Data was recently obtained by activists impacted under the flight training ‘closed pattern’ at Centennial Airport [KAPA]. The data shows ten years of monthly fuel flowage figures, both in gallons and revenue dollars; it is all compiled into the spreadsheet below:KAPA.20230327.. Fuel sales & revenues by month for CY2021 (1p)
At most General Aviation (GA) airports, the two largest revenue sources are leases (for hangars, land, or parking spaces), and the ‘fuel flowage fee’. This is an amount, commonly between a nickel and a dime per gallon, supposed to be assessed on all fuels dispensed at the airport. As such, the fuel flowage fee revenue data provides a valuable metric for evaluating airport activity. Sadly, airports often make it difficult or impossible to get this data. Fortunately, this time, the data was produced.

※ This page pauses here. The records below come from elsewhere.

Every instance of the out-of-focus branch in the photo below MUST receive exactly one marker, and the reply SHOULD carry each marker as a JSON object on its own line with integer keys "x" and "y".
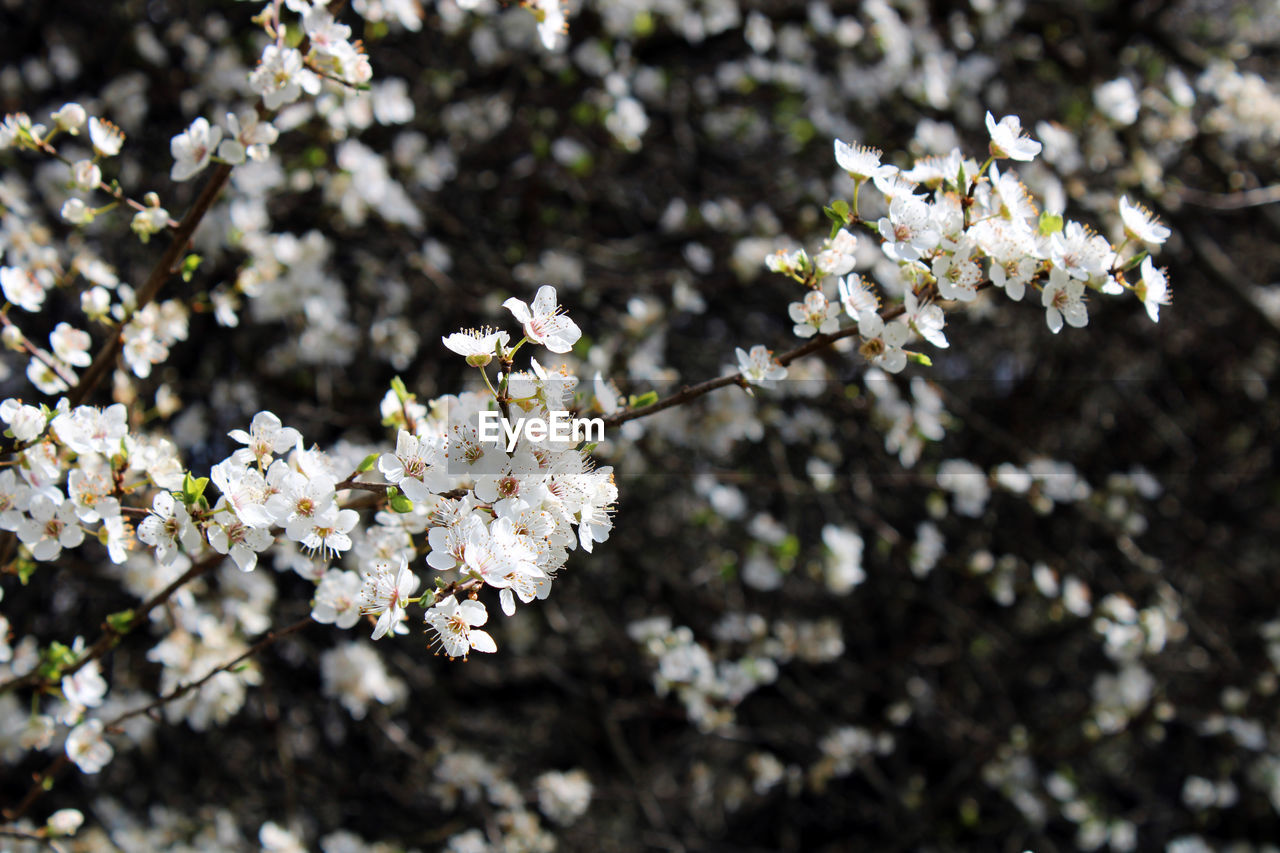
{"x": 160, "y": 273}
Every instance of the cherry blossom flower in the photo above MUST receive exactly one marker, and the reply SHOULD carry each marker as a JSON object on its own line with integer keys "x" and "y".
{"x": 814, "y": 315}
{"x": 544, "y": 323}
{"x": 192, "y": 149}
{"x": 106, "y": 137}
{"x": 958, "y": 274}
{"x": 53, "y": 525}
{"x": 787, "y": 263}
{"x": 882, "y": 342}
{"x": 552, "y": 23}
{"x": 856, "y": 296}
{"x": 1152, "y": 290}
{"x": 1141, "y": 224}
{"x": 758, "y": 366}
{"x": 337, "y": 601}
{"x": 26, "y": 422}
{"x": 1008, "y": 141}
{"x": 837, "y": 258}
{"x": 71, "y": 118}
{"x": 860, "y": 162}
{"x": 1080, "y": 252}
{"x": 22, "y": 288}
{"x": 385, "y": 594}
{"x": 241, "y": 542}
{"x": 926, "y": 318}
{"x": 280, "y": 77}
{"x": 908, "y": 231}
{"x": 266, "y": 434}
{"x": 71, "y": 345}
{"x": 247, "y": 136}
{"x": 457, "y": 626}
{"x": 1064, "y": 300}
{"x": 327, "y": 532}
{"x": 88, "y": 748}
{"x": 478, "y": 346}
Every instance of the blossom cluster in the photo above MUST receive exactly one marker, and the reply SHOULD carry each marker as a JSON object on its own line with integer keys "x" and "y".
{"x": 952, "y": 228}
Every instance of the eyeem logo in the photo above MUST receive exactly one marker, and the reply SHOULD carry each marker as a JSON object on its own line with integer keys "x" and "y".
{"x": 562, "y": 427}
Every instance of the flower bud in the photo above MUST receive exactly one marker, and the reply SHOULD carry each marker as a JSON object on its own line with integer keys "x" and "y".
{"x": 64, "y": 821}
{"x": 86, "y": 174}
{"x": 71, "y": 118}
{"x": 12, "y": 337}
{"x": 77, "y": 213}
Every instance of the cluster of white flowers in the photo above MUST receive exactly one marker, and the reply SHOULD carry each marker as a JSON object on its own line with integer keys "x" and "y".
{"x": 952, "y": 228}
{"x": 708, "y": 688}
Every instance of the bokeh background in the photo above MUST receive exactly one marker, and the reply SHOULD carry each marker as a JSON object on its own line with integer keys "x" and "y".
{"x": 862, "y": 649}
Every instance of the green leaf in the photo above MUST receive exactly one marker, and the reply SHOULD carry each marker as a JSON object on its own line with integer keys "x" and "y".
{"x": 120, "y": 621}
{"x": 1050, "y": 223}
{"x": 1134, "y": 261}
{"x": 26, "y": 569}
{"x": 398, "y": 387}
{"x": 639, "y": 401}
{"x": 192, "y": 488}
{"x": 190, "y": 264}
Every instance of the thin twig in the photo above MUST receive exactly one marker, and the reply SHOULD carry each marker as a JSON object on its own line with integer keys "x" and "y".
{"x": 160, "y": 273}
{"x": 112, "y": 635}
{"x": 1255, "y": 197}
{"x": 691, "y": 392}
{"x": 183, "y": 689}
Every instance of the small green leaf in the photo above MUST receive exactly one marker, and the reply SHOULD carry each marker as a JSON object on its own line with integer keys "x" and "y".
{"x": 192, "y": 488}
{"x": 1050, "y": 223}
{"x": 122, "y": 621}
{"x": 190, "y": 264}
{"x": 647, "y": 398}
{"x": 398, "y": 502}
{"x": 1133, "y": 261}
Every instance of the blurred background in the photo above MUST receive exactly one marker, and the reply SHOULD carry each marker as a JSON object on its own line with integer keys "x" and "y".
{"x": 1024, "y": 598}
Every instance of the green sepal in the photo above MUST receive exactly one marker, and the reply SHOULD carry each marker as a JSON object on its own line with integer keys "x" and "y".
{"x": 122, "y": 621}
{"x": 26, "y": 568}
{"x": 192, "y": 488}
{"x": 647, "y": 398}
{"x": 1050, "y": 223}
{"x": 190, "y": 264}
{"x": 1134, "y": 261}
{"x": 398, "y": 502}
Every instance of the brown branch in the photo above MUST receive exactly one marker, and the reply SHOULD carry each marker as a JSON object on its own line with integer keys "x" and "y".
{"x": 33, "y": 838}
{"x": 110, "y": 635}
{"x": 1255, "y": 197}
{"x": 183, "y": 689}
{"x": 693, "y": 392}
{"x": 160, "y": 273}
{"x": 44, "y": 780}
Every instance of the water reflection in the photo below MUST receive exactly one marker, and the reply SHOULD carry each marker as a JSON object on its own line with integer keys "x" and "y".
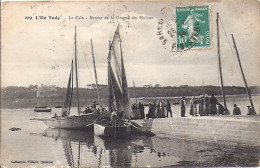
{"x": 84, "y": 149}
{"x": 105, "y": 151}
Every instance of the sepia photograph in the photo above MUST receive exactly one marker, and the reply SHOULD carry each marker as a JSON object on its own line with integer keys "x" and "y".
{"x": 130, "y": 84}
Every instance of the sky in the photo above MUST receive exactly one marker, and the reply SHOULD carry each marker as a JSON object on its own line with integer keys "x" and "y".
{"x": 40, "y": 51}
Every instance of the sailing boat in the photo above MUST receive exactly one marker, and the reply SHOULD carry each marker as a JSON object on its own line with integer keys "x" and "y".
{"x": 220, "y": 70}
{"x": 118, "y": 97}
{"x": 40, "y": 108}
{"x": 66, "y": 120}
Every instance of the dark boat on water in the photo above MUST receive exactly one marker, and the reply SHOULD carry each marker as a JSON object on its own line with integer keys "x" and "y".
{"x": 42, "y": 109}
{"x": 118, "y": 97}
{"x": 80, "y": 121}
{"x": 58, "y": 106}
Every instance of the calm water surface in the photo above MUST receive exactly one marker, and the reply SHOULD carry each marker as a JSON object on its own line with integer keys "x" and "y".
{"x": 46, "y": 147}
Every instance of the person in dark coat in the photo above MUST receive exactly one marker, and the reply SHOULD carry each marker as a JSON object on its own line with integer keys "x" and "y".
{"x": 250, "y": 111}
{"x": 236, "y": 110}
{"x": 182, "y": 103}
{"x": 221, "y": 109}
{"x": 206, "y": 105}
{"x": 168, "y": 108}
{"x": 150, "y": 111}
{"x": 141, "y": 110}
{"x": 213, "y": 105}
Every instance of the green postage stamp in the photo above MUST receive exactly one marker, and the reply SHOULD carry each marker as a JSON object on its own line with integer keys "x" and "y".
{"x": 193, "y": 27}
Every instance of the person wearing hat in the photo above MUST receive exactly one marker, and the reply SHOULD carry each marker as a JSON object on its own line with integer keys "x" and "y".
{"x": 236, "y": 110}
{"x": 213, "y": 105}
{"x": 168, "y": 108}
{"x": 250, "y": 111}
{"x": 201, "y": 103}
{"x": 182, "y": 103}
{"x": 206, "y": 105}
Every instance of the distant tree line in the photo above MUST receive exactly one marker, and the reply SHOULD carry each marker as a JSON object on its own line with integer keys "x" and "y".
{"x": 15, "y": 92}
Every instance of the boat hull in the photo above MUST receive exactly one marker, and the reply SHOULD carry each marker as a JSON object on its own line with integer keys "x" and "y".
{"x": 110, "y": 131}
{"x": 71, "y": 122}
{"x": 42, "y": 110}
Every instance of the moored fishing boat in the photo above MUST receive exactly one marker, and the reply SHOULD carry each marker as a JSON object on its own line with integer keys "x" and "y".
{"x": 42, "y": 109}
{"x": 118, "y": 97}
{"x": 106, "y": 129}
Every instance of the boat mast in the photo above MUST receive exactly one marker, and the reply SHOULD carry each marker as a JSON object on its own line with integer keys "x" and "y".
{"x": 135, "y": 92}
{"x": 92, "y": 51}
{"x": 241, "y": 69}
{"x": 71, "y": 87}
{"x": 76, "y": 68}
{"x": 219, "y": 62}
{"x": 108, "y": 78}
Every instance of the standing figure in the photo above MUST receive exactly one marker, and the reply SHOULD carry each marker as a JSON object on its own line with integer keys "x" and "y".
{"x": 206, "y": 105}
{"x": 213, "y": 105}
{"x": 191, "y": 105}
{"x": 141, "y": 110}
{"x": 250, "y": 111}
{"x": 236, "y": 110}
{"x": 168, "y": 108}
{"x": 221, "y": 109}
{"x": 193, "y": 101}
{"x": 163, "y": 109}
{"x": 182, "y": 103}
{"x": 158, "y": 110}
{"x": 201, "y": 103}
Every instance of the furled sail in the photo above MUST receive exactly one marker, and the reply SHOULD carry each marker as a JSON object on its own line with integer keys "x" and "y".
{"x": 119, "y": 97}
{"x": 68, "y": 98}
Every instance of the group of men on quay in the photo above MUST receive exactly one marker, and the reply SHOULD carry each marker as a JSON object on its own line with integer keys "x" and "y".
{"x": 202, "y": 106}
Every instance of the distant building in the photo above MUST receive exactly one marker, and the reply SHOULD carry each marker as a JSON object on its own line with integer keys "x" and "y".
{"x": 148, "y": 86}
{"x": 47, "y": 91}
{"x": 157, "y": 85}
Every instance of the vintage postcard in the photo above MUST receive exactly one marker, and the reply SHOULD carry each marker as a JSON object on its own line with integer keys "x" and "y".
{"x": 130, "y": 84}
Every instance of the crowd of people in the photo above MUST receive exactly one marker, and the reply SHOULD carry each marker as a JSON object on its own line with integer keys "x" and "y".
{"x": 205, "y": 105}
{"x": 202, "y": 106}
{"x": 160, "y": 109}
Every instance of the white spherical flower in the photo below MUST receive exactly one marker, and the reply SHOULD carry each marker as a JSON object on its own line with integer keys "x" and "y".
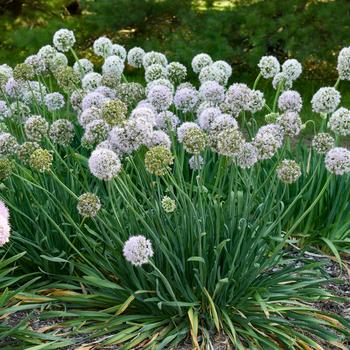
{"x": 91, "y": 81}
{"x": 113, "y": 65}
{"x": 290, "y": 101}
{"x": 102, "y": 46}
{"x": 160, "y": 97}
{"x": 64, "y": 40}
{"x": 166, "y": 120}
{"x": 290, "y": 122}
{"x": 104, "y": 164}
{"x": 83, "y": 66}
{"x": 135, "y": 57}
{"x": 93, "y": 99}
{"x": 224, "y": 66}
{"x": 325, "y": 100}
{"x": 138, "y": 250}
{"x": 200, "y": 61}
{"x": 288, "y": 171}
{"x": 212, "y": 73}
{"x": 154, "y": 72}
{"x": 154, "y": 57}
{"x": 208, "y": 116}
{"x": 183, "y": 128}
{"x": 339, "y": 122}
{"x": 186, "y": 99}
{"x": 176, "y": 72}
{"x": 337, "y": 161}
{"x": 212, "y": 91}
{"x": 343, "y": 65}
{"x": 118, "y": 50}
{"x": 282, "y": 80}
{"x": 54, "y": 101}
{"x": 247, "y": 156}
{"x": 269, "y": 66}
{"x": 196, "y": 162}
{"x": 323, "y": 142}
{"x": 159, "y": 138}
{"x": 292, "y": 69}
{"x": 256, "y": 101}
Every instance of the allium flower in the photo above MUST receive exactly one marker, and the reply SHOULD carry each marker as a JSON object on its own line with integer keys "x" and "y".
{"x": 290, "y": 122}
{"x": 323, "y": 142}
{"x": 268, "y": 140}
{"x": 196, "y": 162}
{"x": 138, "y": 250}
{"x": 95, "y": 132}
{"x": 91, "y": 81}
{"x": 41, "y": 160}
{"x": 214, "y": 74}
{"x": 176, "y": 72}
{"x": 325, "y": 100}
{"x": 88, "y": 205}
{"x": 158, "y": 160}
{"x": 186, "y": 99}
{"x": 36, "y": 127}
{"x": 153, "y": 57}
{"x": 62, "y": 132}
{"x": 194, "y": 140}
{"x": 8, "y": 145}
{"x": 104, "y": 164}
{"x": 290, "y": 101}
{"x": 339, "y": 122}
{"x": 26, "y": 149}
{"x": 102, "y": 46}
{"x": 288, "y": 171}
{"x": 224, "y": 67}
{"x": 247, "y": 156}
{"x": 154, "y": 72}
{"x": 88, "y": 115}
{"x": 64, "y": 40}
{"x": 4, "y": 110}
{"x": 337, "y": 161}
{"x": 113, "y": 65}
{"x": 160, "y": 97}
{"x": 118, "y": 50}
{"x": 93, "y": 99}
{"x": 166, "y": 120}
{"x": 229, "y": 142}
{"x": 83, "y": 66}
{"x": 212, "y": 91}
{"x": 23, "y": 71}
{"x": 183, "y": 128}
{"x": 114, "y": 112}
{"x": 67, "y": 79}
{"x": 343, "y": 65}
{"x": 269, "y": 66}
{"x": 37, "y": 64}
{"x": 207, "y": 117}
{"x": 130, "y": 93}
{"x": 168, "y": 204}
{"x": 200, "y": 61}
{"x": 283, "y": 80}
{"x": 5, "y": 228}
{"x": 292, "y": 69}
{"x": 6, "y": 168}
{"x": 159, "y": 138}
{"x": 54, "y": 101}
{"x": 256, "y": 101}
{"x": 135, "y": 57}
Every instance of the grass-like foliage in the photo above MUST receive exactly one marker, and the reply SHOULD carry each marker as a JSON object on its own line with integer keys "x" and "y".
{"x": 163, "y": 212}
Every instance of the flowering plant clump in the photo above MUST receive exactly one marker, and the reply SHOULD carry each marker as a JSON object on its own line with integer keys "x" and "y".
{"x": 162, "y": 211}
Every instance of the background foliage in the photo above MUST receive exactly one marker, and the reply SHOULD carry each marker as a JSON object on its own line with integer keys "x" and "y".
{"x": 239, "y": 31}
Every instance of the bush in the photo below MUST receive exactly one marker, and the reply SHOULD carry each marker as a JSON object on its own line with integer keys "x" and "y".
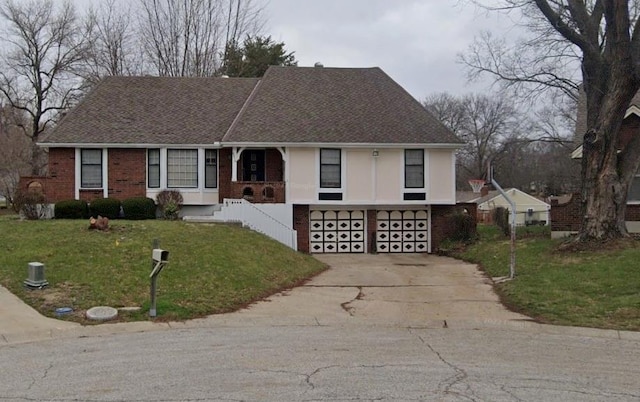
{"x": 106, "y": 207}
{"x": 71, "y": 209}
{"x": 170, "y": 202}
{"x": 138, "y": 208}
{"x": 464, "y": 227}
{"x": 31, "y": 204}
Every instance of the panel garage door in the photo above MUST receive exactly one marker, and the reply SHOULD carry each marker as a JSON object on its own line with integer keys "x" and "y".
{"x": 336, "y": 231}
{"x": 402, "y": 232}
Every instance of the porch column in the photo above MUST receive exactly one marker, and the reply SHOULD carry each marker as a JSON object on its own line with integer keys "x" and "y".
{"x": 235, "y": 157}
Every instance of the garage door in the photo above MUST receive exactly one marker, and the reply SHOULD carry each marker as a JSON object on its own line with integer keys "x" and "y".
{"x": 337, "y": 231}
{"x": 402, "y": 232}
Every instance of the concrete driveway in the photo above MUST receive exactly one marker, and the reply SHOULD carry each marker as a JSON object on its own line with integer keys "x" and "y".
{"x": 408, "y": 290}
{"x": 398, "y": 290}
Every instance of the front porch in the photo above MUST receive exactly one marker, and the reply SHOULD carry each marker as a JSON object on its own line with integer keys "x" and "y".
{"x": 257, "y": 175}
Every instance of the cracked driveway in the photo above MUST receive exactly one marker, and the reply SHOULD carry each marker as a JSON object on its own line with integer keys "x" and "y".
{"x": 408, "y": 290}
{"x": 371, "y": 328}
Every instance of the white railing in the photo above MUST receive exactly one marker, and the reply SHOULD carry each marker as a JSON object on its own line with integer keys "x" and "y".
{"x": 240, "y": 210}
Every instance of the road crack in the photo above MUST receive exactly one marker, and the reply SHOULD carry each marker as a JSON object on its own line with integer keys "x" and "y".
{"x": 345, "y": 306}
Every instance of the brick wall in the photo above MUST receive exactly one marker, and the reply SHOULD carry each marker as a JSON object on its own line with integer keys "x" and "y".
{"x": 301, "y": 225}
{"x": 372, "y": 226}
{"x": 273, "y": 168}
{"x": 224, "y": 173}
{"x": 127, "y": 173}
{"x": 441, "y": 225}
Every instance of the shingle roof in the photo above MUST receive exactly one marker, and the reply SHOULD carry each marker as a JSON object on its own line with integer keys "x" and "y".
{"x": 288, "y": 105}
{"x": 335, "y": 105}
{"x": 154, "y": 110}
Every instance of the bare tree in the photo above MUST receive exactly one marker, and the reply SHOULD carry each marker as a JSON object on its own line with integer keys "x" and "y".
{"x": 605, "y": 36}
{"x": 113, "y": 47}
{"x": 15, "y": 151}
{"x": 486, "y": 125}
{"x": 41, "y": 50}
{"x": 188, "y": 38}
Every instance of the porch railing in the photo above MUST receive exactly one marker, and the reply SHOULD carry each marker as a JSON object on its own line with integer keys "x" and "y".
{"x": 240, "y": 210}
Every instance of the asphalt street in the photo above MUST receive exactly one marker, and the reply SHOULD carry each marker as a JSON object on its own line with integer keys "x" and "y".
{"x": 390, "y": 328}
{"x": 323, "y": 363}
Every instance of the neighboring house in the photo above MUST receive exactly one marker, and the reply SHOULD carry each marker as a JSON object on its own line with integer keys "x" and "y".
{"x": 355, "y": 162}
{"x": 566, "y": 212}
{"x": 529, "y": 209}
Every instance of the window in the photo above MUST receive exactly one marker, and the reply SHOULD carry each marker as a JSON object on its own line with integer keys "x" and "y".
{"x": 91, "y": 168}
{"x": 414, "y": 168}
{"x": 153, "y": 168}
{"x": 182, "y": 168}
{"x": 210, "y": 168}
{"x": 330, "y": 168}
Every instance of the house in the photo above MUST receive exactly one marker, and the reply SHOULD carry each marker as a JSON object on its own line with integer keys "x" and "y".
{"x": 529, "y": 209}
{"x": 343, "y": 156}
{"x": 566, "y": 212}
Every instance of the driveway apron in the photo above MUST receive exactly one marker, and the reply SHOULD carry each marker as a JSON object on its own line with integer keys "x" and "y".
{"x": 388, "y": 289}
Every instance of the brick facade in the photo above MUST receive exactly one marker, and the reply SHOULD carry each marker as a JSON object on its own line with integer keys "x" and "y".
{"x": 127, "y": 173}
{"x": 127, "y": 176}
{"x": 301, "y": 225}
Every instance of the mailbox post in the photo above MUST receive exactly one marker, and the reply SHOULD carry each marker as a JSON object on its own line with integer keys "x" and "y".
{"x": 160, "y": 258}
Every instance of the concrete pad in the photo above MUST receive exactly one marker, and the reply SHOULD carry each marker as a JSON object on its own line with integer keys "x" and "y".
{"x": 19, "y": 322}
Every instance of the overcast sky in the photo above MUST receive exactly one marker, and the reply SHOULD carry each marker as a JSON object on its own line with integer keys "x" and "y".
{"x": 416, "y": 42}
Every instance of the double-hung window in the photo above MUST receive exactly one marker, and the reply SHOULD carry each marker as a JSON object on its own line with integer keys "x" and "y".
{"x": 91, "y": 168}
{"x": 153, "y": 168}
{"x": 182, "y": 168}
{"x": 330, "y": 168}
{"x": 414, "y": 168}
{"x": 210, "y": 168}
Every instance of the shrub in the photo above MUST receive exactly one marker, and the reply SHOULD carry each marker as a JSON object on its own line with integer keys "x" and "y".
{"x": 464, "y": 227}
{"x": 138, "y": 208}
{"x": 107, "y": 207}
{"x": 31, "y": 204}
{"x": 169, "y": 202}
{"x": 71, "y": 209}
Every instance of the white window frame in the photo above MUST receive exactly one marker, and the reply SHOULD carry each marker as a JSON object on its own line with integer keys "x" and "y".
{"x": 159, "y": 168}
{"x": 197, "y": 168}
{"x": 404, "y": 170}
{"x": 342, "y": 171}
{"x": 217, "y": 168}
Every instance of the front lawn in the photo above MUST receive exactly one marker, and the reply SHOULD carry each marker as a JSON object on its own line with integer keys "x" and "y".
{"x": 598, "y": 287}
{"x": 213, "y": 268}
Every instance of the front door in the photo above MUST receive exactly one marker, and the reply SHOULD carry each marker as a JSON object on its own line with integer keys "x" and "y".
{"x": 253, "y": 161}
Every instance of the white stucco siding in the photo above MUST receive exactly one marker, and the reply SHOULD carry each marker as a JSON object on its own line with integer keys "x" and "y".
{"x": 389, "y": 176}
{"x": 302, "y": 172}
{"x": 441, "y": 176}
{"x": 359, "y": 168}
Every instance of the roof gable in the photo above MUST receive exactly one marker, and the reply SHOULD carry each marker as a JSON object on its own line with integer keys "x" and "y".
{"x": 335, "y": 105}
{"x": 154, "y": 110}
{"x": 288, "y": 105}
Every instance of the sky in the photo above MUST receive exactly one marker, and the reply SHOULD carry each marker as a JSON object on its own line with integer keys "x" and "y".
{"x": 416, "y": 42}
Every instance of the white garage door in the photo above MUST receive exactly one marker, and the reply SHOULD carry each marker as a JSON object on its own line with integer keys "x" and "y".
{"x": 402, "y": 232}
{"x": 337, "y": 231}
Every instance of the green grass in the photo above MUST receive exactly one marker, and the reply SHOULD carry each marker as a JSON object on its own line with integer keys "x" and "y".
{"x": 598, "y": 288}
{"x": 213, "y": 268}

Something Unusual: the Airport Authority reduced fees and took a large revenue loss
Starting in 2018, the airport authority chose to reduce fuel flowage fees by roughly a third. This was an odd ‘business’ move, a huge gift to pilots that reduced airport revenues. In the first year, fuel flowage fee revenues dropped 30%, while volume sold went up 5%. For the four years 2018 onward, versus the six years prior to lowering the fuel flowage fees, there was a 25% decline in revenues and ~12% increase in fuel sales.
Questions Raised by the Data
- for the AvGas portion, the data indicates that, in an average year, as much as 2,900 pounds of lead are dispensed for use by KAPA aircraft. Can the airport authority clarify, precisely how many gallons of unleaded fuel were sold during each month of the past ten years? (i.e., what percentage of the avgas sales data were for 100LL, versus other types of avgas)
- what was the intent (as articulated by airport management and/or the Board) and the reason for the reduction in fuel flowage fees in 2018?
Suggestion for Improving Airport Transparency
Fuel flowage fee revenues and other metrics should be shared by each airport authority, with their impacted communities. FAA would do well to mandate this type of transparency, especially regarding data that quantifies aviation impacts.